Machine Learning broad definition
Field of study that gives computers the ability to learn without being explicitly programmed.
Abstract Essence of ML
Representation + Evaluation + Optimisation
Machine Learning
Learning from experience. It's also called supervised learning, were experience E is the supervision.
Pattern Recognition
Finding patterns without experience. It's also called unsupervised learning.
Unsupervised Learing
- We only have xi values, but no explicit target labels.
- You want to do 'something' with them.
Unsupervised Learning Tasks
- Outlier detection: Is this a 'normal' xi ?

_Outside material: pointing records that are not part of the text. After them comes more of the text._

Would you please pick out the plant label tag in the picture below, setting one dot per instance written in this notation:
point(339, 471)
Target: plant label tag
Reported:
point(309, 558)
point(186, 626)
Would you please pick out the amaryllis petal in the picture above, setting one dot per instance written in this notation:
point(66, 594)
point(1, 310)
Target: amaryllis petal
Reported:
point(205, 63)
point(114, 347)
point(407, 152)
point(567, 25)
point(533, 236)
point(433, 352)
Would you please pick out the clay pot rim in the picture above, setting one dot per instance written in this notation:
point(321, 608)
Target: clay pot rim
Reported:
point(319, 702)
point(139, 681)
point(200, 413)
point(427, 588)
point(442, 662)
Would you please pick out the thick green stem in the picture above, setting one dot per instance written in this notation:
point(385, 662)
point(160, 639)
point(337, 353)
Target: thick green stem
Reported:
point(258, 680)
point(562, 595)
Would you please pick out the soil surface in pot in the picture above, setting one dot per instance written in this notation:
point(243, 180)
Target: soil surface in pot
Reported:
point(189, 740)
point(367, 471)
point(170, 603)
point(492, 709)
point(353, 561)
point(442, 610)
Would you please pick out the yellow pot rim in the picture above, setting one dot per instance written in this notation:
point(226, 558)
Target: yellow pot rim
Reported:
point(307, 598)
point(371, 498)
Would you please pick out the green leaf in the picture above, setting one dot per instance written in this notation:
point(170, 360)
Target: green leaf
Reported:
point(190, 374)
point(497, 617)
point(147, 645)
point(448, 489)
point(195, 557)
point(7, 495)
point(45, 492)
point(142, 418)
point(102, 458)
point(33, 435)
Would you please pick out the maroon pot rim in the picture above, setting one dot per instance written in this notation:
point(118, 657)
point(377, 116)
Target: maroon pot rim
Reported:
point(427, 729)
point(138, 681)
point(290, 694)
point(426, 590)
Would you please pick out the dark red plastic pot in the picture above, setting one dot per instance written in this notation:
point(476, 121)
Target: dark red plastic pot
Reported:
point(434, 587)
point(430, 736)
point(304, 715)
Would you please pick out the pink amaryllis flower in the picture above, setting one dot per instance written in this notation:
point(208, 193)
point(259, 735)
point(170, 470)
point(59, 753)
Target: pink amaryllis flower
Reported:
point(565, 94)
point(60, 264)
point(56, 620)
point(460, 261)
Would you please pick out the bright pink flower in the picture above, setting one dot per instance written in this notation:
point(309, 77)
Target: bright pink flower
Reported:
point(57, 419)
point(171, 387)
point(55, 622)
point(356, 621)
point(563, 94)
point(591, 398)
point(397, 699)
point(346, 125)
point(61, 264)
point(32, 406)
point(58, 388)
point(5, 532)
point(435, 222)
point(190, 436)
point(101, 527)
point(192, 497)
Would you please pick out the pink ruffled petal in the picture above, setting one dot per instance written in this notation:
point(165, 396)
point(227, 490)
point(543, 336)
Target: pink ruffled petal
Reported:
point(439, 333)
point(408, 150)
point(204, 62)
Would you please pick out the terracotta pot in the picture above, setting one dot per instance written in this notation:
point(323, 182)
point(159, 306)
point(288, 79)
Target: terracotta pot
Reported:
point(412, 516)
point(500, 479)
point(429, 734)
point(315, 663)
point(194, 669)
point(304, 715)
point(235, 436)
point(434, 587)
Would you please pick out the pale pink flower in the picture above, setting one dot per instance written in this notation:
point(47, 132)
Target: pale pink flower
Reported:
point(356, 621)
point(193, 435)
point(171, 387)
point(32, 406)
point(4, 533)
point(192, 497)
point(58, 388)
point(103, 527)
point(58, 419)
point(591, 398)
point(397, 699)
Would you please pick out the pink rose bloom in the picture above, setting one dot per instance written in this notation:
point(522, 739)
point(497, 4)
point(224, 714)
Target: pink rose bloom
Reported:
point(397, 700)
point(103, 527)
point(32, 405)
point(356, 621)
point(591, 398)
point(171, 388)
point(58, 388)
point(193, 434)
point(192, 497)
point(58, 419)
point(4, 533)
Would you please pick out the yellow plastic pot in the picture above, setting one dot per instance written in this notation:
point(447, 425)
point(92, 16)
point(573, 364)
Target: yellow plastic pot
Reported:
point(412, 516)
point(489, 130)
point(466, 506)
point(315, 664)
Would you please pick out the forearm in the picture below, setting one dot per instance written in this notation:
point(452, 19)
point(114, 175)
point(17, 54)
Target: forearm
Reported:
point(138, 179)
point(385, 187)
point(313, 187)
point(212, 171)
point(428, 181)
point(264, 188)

- Data visualization: What does the high-dimensional X look like?
- Association rules: Which xij occur together?
- Latent-factors: What 'parts' are the xi made from?

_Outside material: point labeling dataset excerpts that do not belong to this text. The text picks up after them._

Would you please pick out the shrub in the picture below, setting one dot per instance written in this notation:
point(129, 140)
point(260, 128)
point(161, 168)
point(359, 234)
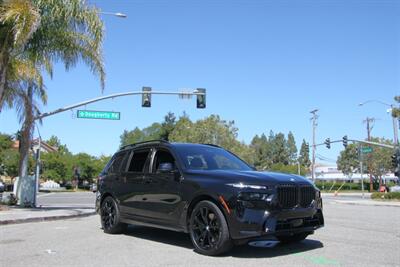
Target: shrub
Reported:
point(390, 195)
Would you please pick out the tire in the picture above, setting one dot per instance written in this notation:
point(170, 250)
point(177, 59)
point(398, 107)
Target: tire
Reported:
point(208, 229)
point(286, 239)
point(110, 217)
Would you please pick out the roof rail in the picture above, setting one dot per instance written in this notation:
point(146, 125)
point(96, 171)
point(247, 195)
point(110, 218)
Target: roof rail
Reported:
point(144, 142)
point(214, 145)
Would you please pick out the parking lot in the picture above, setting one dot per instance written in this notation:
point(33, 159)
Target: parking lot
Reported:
point(355, 235)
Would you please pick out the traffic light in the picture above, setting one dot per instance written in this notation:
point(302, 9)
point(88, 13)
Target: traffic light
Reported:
point(146, 97)
point(328, 143)
point(345, 141)
point(396, 162)
point(201, 99)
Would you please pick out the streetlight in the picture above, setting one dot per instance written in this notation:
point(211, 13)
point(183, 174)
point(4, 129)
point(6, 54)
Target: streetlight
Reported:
point(117, 14)
point(395, 131)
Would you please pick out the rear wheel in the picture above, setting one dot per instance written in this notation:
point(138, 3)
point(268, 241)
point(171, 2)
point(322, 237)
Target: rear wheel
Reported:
point(285, 239)
point(110, 217)
point(208, 229)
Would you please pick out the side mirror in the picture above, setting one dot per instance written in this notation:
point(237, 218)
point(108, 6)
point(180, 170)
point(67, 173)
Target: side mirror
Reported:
point(165, 167)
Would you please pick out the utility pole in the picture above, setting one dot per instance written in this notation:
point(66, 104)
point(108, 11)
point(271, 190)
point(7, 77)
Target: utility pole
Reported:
point(369, 122)
point(360, 159)
point(314, 121)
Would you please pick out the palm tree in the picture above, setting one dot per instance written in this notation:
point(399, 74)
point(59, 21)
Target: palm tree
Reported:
point(35, 34)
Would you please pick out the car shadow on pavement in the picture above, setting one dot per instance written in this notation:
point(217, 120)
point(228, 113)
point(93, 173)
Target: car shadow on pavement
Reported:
point(243, 251)
point(160, 235)
point(64, 208)
point(247, 251)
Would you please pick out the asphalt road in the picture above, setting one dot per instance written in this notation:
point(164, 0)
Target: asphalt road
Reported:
point(354, 236)
point(67, 199)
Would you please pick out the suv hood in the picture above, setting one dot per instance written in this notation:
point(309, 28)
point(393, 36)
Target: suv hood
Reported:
point(251, 177)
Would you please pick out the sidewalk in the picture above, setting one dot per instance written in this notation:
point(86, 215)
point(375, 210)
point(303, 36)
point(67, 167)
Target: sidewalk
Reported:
point(357, 199)
point(12, 215)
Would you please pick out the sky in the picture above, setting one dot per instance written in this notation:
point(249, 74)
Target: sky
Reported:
point(265, 65)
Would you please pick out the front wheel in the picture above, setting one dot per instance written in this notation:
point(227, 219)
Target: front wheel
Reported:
point(285, 239)
point(110, 217)
point(208, 229)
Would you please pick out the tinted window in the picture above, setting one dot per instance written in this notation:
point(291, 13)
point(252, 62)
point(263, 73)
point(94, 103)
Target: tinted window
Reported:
point(162, 156)
point(210, 158)
point(117, 162)
point(138, 161)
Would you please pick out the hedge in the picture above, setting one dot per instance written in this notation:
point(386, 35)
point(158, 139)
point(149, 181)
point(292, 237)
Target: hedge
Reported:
point(390, 195)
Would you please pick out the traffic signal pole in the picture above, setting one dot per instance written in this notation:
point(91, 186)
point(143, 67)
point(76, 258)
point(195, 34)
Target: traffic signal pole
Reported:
point(200, 93)
point(97, 99)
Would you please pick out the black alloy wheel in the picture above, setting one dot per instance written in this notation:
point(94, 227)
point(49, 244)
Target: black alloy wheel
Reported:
point(208, 229)
point(110, 217)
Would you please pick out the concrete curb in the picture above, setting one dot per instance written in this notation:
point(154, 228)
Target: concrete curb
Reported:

- Ranking: Which are the most important xi ?
- Clustering: What types of xi are there?
Classification
ML task where T has a discrete set of outcomes. Often classification is binary.
Examples:
• face detection
• smile detection
• spam classification
• hot/cold
Regression
ML task where T has a real-valued outcome on some continuous sub-space
Examples:
• Age estimation
• Stock value prediction
• Temperature prediction
• Energy consumption prediction
Labels
Values that h aims to predict
Example:
• Facial expressions of pain
• Impact of diet on astronauts in space
• Predictions of house prices
Training algorithm
Given a model h with Solution Space S and a training set {X,Y}, a learning algorithm finds the solution that minimizes the cost function J(S)
Features/Attributes
Measurable values of variables that correlate with the label y
Examples:
• Sender domain in spam detection
• Mouth corner location in smile detection
• Temperature in forest fire prediction
• Pixel value in face detection
Cost Function
Squared error cost function. J(S)
Local minima
The smallest value of the function. But it might not be the only one.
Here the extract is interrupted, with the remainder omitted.